A federal court again rejected a class-action suit claiming insider trading of Intelsat stock before the public found out the FCC wouldn't allow a private auction of the satellite company's C-band spectrum. In an order Wednesday granting the defendants' motions to dismiss (docket 4:20-cv-02341), U.S. District Judge Jeffrey White for the Northern District of California said the amended complaint surmises that Intelsat management must have updated then-Chairman David McGlade, one of the defendants, but doesn't include any information about specific communications around the time he made his stock sales. White said the amended complaint had no new allegations about defendant Silver Lake Group, and expanded allegations about defendant BC Partners still aren't sufficient to state a claim. He said with the latest amended complaint being the third iteration, "any further amendments would be futile," and ordered it dismissed with prejudice.
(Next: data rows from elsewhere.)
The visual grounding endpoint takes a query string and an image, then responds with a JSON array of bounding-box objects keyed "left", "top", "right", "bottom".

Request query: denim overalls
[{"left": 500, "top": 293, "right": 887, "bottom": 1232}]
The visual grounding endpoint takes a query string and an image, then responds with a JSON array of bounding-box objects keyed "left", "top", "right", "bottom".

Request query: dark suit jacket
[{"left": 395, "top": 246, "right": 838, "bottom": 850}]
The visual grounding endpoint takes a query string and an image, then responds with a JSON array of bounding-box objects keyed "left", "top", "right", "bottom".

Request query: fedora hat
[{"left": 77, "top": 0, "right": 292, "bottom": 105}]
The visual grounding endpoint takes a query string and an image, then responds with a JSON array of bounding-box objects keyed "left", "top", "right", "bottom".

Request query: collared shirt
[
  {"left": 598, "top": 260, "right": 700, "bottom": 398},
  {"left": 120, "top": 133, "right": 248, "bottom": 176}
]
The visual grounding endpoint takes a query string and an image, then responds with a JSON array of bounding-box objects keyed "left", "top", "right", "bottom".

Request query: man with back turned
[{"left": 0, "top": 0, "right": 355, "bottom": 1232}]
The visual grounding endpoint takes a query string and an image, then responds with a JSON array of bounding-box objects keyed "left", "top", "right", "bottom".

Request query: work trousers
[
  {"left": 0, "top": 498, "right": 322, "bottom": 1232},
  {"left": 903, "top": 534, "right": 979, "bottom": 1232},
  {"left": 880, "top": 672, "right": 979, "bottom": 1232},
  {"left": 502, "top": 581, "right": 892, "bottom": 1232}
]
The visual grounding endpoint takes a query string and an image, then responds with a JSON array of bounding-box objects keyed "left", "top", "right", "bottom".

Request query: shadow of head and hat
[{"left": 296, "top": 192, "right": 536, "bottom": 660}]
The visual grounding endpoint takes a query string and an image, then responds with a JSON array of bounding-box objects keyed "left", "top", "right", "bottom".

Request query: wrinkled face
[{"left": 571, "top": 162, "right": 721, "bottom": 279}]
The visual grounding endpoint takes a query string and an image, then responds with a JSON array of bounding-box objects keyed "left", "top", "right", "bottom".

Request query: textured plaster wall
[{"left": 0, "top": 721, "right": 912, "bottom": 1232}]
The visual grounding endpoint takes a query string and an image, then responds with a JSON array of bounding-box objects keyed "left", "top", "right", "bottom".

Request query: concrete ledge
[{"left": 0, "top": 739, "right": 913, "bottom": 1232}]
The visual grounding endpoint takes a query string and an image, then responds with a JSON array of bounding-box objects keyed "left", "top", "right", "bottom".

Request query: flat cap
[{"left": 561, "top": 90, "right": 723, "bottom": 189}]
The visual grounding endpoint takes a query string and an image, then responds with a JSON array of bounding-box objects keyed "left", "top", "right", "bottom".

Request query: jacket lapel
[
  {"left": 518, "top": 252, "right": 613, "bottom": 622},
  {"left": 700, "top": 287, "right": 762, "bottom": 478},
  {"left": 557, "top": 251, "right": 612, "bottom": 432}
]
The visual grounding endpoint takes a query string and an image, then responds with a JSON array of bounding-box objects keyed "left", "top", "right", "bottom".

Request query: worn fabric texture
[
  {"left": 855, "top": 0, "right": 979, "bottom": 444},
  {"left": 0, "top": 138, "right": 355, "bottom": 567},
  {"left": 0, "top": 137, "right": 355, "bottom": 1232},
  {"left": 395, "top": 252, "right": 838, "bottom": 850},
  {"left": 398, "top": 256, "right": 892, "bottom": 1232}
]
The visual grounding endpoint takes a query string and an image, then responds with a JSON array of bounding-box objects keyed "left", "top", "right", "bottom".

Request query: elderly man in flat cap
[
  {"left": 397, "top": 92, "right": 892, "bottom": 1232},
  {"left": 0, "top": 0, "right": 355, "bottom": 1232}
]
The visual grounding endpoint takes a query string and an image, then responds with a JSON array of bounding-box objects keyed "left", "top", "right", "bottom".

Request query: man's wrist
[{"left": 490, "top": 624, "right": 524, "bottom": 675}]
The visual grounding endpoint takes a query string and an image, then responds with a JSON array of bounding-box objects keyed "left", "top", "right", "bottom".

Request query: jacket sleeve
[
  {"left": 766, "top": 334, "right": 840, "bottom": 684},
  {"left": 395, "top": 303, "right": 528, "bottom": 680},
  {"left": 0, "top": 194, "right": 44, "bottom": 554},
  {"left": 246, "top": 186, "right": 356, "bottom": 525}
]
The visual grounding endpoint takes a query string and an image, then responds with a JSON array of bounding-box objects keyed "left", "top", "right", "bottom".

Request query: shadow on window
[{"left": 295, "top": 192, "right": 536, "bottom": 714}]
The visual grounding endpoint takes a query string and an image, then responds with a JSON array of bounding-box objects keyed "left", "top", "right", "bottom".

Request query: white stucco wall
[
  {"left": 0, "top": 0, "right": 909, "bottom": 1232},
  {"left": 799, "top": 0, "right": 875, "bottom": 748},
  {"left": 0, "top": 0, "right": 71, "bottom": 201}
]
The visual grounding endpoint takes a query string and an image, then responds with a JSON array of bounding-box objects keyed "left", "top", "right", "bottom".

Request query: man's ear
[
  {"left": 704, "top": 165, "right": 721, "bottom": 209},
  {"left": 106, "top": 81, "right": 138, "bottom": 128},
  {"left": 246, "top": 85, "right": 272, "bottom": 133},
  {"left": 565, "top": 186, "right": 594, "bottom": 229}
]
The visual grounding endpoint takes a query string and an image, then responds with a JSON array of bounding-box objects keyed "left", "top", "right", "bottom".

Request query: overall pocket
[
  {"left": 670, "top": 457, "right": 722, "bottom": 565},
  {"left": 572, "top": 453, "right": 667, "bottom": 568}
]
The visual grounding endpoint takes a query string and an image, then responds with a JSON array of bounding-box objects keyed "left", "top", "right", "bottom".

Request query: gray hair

The suit alleged McGlade and major Intelsat shareholders sold big blocks of their holdings after learning about the C-band auction decision.
The Wednesday launch of Viasat's ViaSat-3 Americas satellite from the Kennedy Space Center was rescheduled for Thursday night, the company said.
Iceye's proposed multi-satellite system (see 2304050002) will share altitudes with SpaceX satellites, so before its application is processed, the company should clarify aspects of its orbital debris mitigation plan that could affect SpaceX operations, SpaceX told the FCC Space Bureau this week. Those clarifications should include that Iceye will maintain station-keeping and active collision avoidance until its satellites are safely below in-use spacecraft, SpaceX said. Grant of Iceye's application should carry the same conditions as SpaceX's second-generation constellation, including the filing of semi-annual reports on collision avoidance maneuvers and satellite disposal and use of a performance-based method for assessing disposal failures, it said. Iceye didn't comment Wednesday. SpaceX has repeatedly urged other satellite systems be subject to similar conditions as its second-gen system (see 2301180049).